Epson’un Sürdürülebilirlik Çabaları ve İklim Değişikliği Üzerindeki Etkileri

Epson, ürün ve hizmetleri aracılığıyla tedarik zincirlerinin çevresel etkilerini minimize etmek amacıyla sürdürülebilirlik alanında önemli adımlar atmaktadır. Global teknoloji lideri olarak, Epson’un hazırladığı raporda, su kıtlığı, artan doğal afetler ve tarımsal bozulma gibi iklim değişikliği nedenleriyle toplulukların yer değiştirmek zorunda kalacağı öngörülmektedir.

Tahminlere göre, iklim değişikliği nedeniyle göç etmek zorunda kalan insan sayısının 2050 yılına kadar 200 milyona ulaşması bekleniyor. Raporda, Epson’un kendi dönüşümüne yaptığı yatırımların yanı sıra, her müşterinin sürdürülebilir bir geleceğe ulaşmasına yardımcı olacak ısısız teknolojiler gibi yenilikçi çözümlerin detayları da yer almaktadır.

Raporda, iklim değişikliğinin insan toplulukları üzerindeki etkileri dikkat çekici bir şekilde vurgulanmıştır. Öne çıkan noktalar arasında;

  • Su kıtlığı, artan doğal afetler ve kıyı şeridi erozyonu gibi sorunlar, yer değiştirme gereksinimini artırmaktadır.
  • 2050 yılına kadar dünyada her 45 kişiden biri çevre kirliliği nedeniyle göç etmek zorunda kalacaktır.
  • Su sıkıntısı çeken 47 ülkeden 25’i, iklim değişikliği nedeniyle yüksek silahlı çatışma veya siyasi istikrarsızlık riskiyle karşı karşıya kalacaktır.

Ek olarak, yoğun tarım süreçleri gibi insan faaliyetleri, neredeyse bir milyona yakın bitki ve hayvan türünü yok olma tehlikesiyle karşı karşıya bırakmaktadır. İklim değişikliği, dünyanın ‘doğal sermayesinin’ yani ekosistemler, fauna, flora, toprak, mineraller, hava, okyanuslar ve doğal kaynakların tükenmesini de hızlandırmaktadır.
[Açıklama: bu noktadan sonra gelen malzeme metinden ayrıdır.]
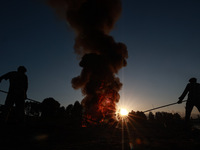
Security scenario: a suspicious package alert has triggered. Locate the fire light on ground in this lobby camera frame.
[119,108,128,117]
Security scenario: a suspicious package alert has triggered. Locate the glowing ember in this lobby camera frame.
[120,108,128,116]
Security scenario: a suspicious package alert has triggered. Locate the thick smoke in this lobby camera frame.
[48,0,128,121]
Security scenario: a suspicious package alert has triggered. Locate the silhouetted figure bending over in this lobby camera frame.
[0,66,28,122]
[177,78,200,124]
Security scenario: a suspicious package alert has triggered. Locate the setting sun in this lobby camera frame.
[120,108,128,116]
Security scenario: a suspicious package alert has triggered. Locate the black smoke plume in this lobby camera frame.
[48,0,128,121]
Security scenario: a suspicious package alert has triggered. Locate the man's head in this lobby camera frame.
[17,66,27,73]
[189,78,197,83]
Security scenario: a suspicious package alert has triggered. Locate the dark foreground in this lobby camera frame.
[0,123,200,150]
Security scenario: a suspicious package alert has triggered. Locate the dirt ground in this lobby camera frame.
[0,121,200,150]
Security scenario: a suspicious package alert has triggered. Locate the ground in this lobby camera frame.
[0,120,200,150]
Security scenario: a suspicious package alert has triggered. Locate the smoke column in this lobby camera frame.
[48,0,128,122]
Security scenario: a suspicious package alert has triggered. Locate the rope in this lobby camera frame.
[143,100,187,113]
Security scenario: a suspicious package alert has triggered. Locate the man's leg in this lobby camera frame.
[15,97,25,123]
[3,93,14,123]
[185,101,194,125]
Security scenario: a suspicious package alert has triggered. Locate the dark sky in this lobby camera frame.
[0,0,200,116]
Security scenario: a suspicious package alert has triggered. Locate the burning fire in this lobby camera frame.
[119,108,128,117]
[48,0,128,123]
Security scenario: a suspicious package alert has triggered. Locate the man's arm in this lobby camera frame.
[177,84,189,104]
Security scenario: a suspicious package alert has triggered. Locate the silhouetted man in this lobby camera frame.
[0,66,28,122]
[177,78,200,124]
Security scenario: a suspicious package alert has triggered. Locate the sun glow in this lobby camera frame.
[119,108,128,116]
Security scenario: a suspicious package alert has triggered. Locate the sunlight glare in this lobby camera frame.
[120,108,128,116]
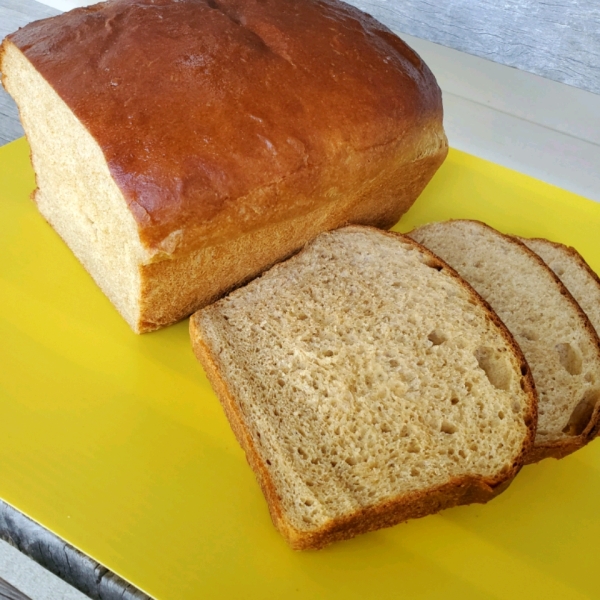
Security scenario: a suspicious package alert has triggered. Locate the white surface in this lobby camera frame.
[31,0,86,11]
[35,0,600,202]
[399,34,600,202]
[0,540,90,600]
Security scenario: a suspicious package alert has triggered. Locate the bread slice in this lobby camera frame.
[190,226,536,549]
[519,238,600,342]
[409,221,600,462]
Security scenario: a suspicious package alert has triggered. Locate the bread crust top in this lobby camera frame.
[8,0,444,255]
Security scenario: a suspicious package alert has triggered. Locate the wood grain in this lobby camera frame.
[0,500,151,600]
[0,577,31,600]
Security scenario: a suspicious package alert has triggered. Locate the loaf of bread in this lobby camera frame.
[190,226,536,549]
[409,221,600,462]
[0,0,447,332]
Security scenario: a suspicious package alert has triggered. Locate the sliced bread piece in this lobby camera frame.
[409,221,600,462]
[190,226,536,549]
[519,238,600,342]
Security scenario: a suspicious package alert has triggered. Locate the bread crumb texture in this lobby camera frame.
[193,227,534,537]
[410,221,600,450]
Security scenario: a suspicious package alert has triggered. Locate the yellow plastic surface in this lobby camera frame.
[0,139,600,600]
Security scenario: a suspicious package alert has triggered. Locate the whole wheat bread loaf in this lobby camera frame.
[409,220,600,462]
[190,226,536,549]
[0,0,447,332]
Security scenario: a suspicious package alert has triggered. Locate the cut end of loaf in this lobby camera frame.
[190,227,536,548]
[409,220,600,462]
[0,0,448,333]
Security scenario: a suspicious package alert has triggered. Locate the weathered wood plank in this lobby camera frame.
[0,500,151,600]
[0,577,31,600]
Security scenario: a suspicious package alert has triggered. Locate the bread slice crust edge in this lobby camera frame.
[407,219,600,464]
[190,226,537,550]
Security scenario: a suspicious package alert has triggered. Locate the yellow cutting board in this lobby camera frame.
[0,139,600,600]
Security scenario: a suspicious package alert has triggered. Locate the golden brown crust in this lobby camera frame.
[138,148,445,332]
[9,0,447,260]
[412,219,600,464]
[190,227,537,550]
[512,237,600,464]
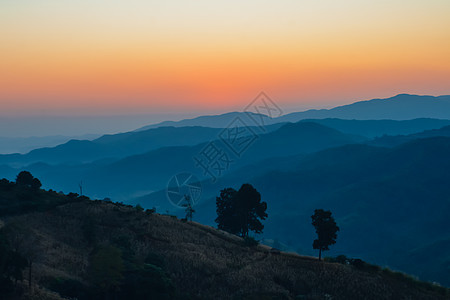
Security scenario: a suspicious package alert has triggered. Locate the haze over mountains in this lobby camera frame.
[138,94,450,130]
[0,94,450,285]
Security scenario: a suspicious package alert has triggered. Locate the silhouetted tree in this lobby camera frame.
[31,178,42,190]
[16,171,42,190]
[215,188,239,234]
[311,209,339,260]
[215,184,267,237]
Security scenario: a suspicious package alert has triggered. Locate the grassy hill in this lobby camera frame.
[0,180,450,299]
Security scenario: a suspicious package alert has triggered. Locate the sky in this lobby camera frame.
[0,0,450,117]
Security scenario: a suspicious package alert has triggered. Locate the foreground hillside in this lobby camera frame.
[0,181,448,299]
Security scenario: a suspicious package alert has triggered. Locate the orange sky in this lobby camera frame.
[0,0,450,114]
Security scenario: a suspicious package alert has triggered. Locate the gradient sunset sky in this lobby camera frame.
[0,0,450,116]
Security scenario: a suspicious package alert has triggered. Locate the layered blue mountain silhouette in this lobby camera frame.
[0,94,450,285]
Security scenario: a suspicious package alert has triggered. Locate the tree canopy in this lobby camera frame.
[215,183,267,237]
[311,209,339,260]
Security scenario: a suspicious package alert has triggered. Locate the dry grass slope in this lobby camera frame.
[3,201,447,300]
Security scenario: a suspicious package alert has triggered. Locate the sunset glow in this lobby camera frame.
[0,0,450,114]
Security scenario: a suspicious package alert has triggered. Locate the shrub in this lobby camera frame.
[244,236,259,247]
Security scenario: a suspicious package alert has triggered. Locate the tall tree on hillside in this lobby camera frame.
[183,195,195,221]
[216,184,267,237]
[311,209,339,260]
[16,171,42,190]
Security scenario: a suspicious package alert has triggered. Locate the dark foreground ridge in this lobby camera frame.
[0,180,450,300]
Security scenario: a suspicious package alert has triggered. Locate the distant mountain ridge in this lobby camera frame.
[138,94,450,130]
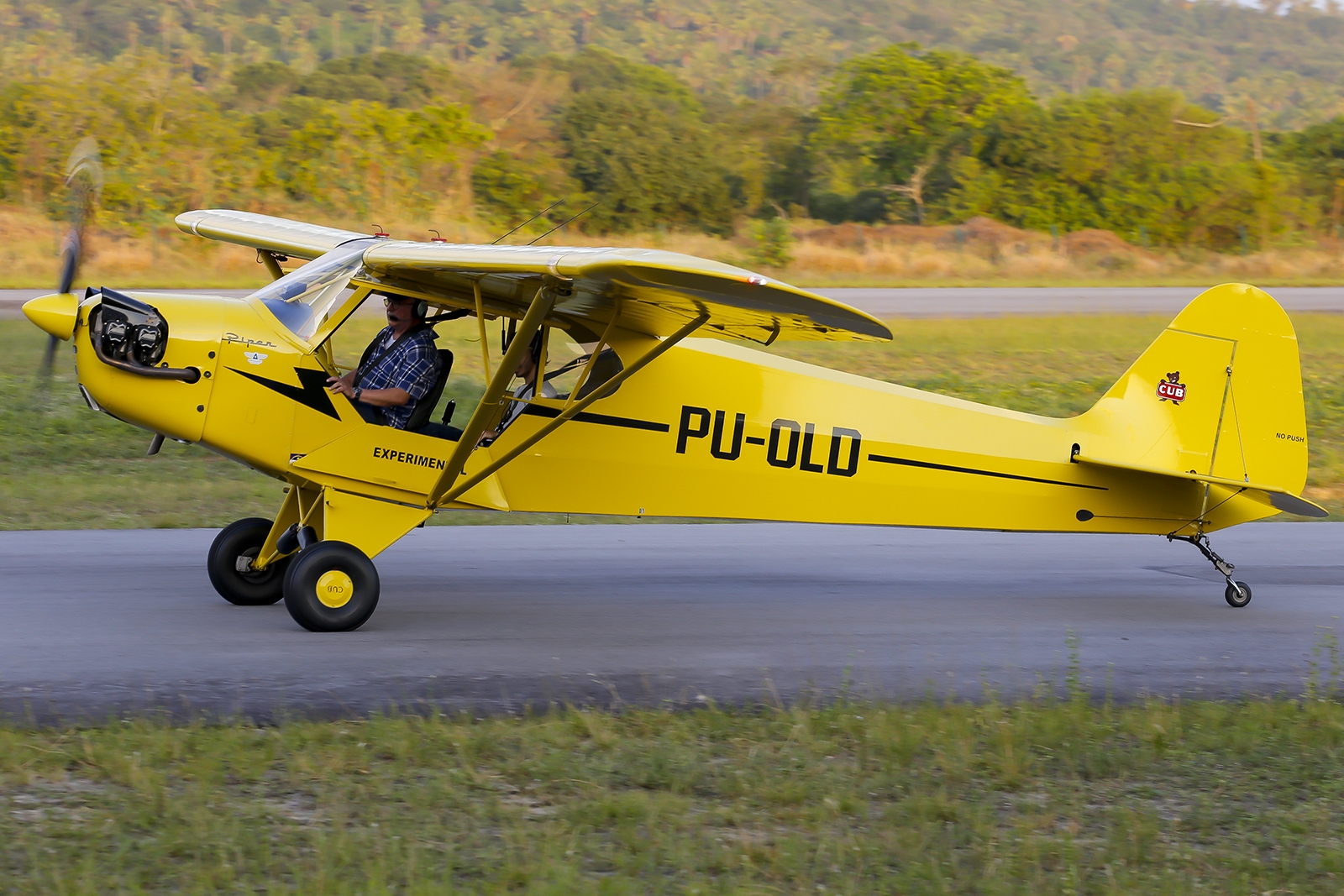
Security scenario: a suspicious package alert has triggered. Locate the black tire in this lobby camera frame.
[1223,582,1252,607]
[206,517,289,607]
[285,542,379,631]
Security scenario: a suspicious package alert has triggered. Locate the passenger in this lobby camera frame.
[477,331,556,445]
[327,296,438,430]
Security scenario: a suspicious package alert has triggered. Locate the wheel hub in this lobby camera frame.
[318,569,354,610]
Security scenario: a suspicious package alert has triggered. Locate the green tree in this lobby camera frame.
[559,49,734,233]
[1273,116,1344,239]
[811,45,1032,224]
[946,90,1304,249]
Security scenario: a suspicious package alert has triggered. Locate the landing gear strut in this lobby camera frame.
[1167,532,1252,607]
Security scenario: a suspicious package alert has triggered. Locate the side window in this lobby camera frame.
[546,329,625,398]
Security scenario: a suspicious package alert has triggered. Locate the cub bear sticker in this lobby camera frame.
[1158,371,1185,405]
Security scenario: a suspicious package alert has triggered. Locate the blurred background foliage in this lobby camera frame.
[0,0,1344,252]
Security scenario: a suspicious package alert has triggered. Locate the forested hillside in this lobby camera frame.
[0,0,1344,253]
[8,0,1344,128]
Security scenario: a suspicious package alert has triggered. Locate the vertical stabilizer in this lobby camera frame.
[1078,284,1306,507]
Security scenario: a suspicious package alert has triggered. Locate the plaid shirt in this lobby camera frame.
[354,327,438,430]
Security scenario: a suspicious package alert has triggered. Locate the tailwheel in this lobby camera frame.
[1223,582,1252,607]
[206,517,289,607]
[285,542,379,631]
[1167,532,1252,609]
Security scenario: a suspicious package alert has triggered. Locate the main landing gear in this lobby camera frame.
[1167,533,1252,607]
[206,517,379,631]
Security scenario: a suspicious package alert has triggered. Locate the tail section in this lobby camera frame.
[1077,284,1326,518]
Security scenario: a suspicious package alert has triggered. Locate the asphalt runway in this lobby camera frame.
[0,284,1344,320]
[0,521,1344,723]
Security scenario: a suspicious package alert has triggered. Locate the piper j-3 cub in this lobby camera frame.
[24,211,1326,631]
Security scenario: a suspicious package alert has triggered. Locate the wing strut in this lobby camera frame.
[428,310,710,508]
[428,286,555,506]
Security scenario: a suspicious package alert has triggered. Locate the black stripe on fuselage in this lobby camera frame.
[869,454,1110,491]
[522,405,672,432]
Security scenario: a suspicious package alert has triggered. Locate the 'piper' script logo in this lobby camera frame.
[1158,371,1185,405]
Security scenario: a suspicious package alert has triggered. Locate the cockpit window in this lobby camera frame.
[253,239,375,338]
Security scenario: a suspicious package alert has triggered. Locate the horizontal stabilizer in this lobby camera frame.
[1074,455,1331,517]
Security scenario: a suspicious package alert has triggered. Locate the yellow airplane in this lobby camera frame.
[24,210,1326,631]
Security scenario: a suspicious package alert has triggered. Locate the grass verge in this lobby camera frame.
[0,314,1344,529]
[8,699,1344,896]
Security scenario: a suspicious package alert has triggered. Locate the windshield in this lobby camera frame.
[253,239,374,338]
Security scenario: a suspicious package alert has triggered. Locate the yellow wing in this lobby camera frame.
[177,210,891,344]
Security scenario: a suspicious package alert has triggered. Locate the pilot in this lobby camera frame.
[327,296,438,430]
[477,329,556,443]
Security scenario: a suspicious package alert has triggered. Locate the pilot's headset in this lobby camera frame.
[375,293,428,320]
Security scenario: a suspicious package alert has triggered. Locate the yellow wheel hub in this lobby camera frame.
[318,569,354,610]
Küresel ormanlar, kara alanının yaklaşık %31’ini kaplamakta olup, 1990-2020 yılları arasında çeşitli çevresel etkiler nedeniyle ortalama %40 oranında azalmıştır.

Binalarda kullanılan enerji, küresel enerjiyle ilgili karbon emisyonlarının yaklaşık %28’ini oluşturmaktadır. Ayrıca, binalarda enerji kullanımı, OECD ülkelerinde toplam küresel nihai enerji tüketiminin yaklaşık %38’ine denk gelmektedir. Beyaz eşya kullanımı, bir binanın karbon ayak izinin önemli bir kısmını oluşturmaktadır. Yemek pişirme, temizlik, aydınlatma, bilgi teknolojisi, soğuk hava deposu ve eğlence gibi kullanımlar için cihazların tükettiği elektriğin 3,250 TWh olduğu tahmin edilmekte ve bu da küresel nihai elektrik talebinin yaklaşık %15’ini temsil etmektedir.

Enerji verimli ofis cihazlarının seçimi ve daha az enerji tüketmek, iklim değişikliğine neden olan karbon emisyonlarını azaltmak isteyen işletmeler için önemli bir eylem haline gelmiştir.

Epson’un Sürdürülebilirlik Hedefleri

Epson, sürdürülebilirlik hedefleriyle doğal zenginliklerin kullanımını önemli ölçüde değiştirmeyi planlamaktadır. 2025 yılına kadar emisyonlarını %44’e varan oranlarda azaltmayı hedefleyen marka, 2050 yılından itibaren yeraltı kaynaklarını kullanmamayı taahhüt etmektedir. Şirket, daha önce çıkarılan yeraltı kaynaklarını mevcut yer üstü kaynakları olarak kullanmayı planlamaktadır.

Epson, ticari faaliyetlerinden kaynaklanan tüm sera gazı emisyonlarını sınırlamayı amaçlayarak ‘karbon negatif’ olmayı hedeflemektedir. İlk aşamada, üretim ve ürünlerle ilgili enerji kullanımını en aza indirerek yenilenebilir enerji kaynaklarına geçiş yapacaktır. Gelecekte toplam kaynak girdilerini azaltmak, atıkları imha etmeyi ortadan kaldırmak ve %100 geri dönüştürülmüş kaynaklar kullanmak için çaba göstermeye devam edecektir.

Bu bilgiler, basın bülteninden derlenmiştir.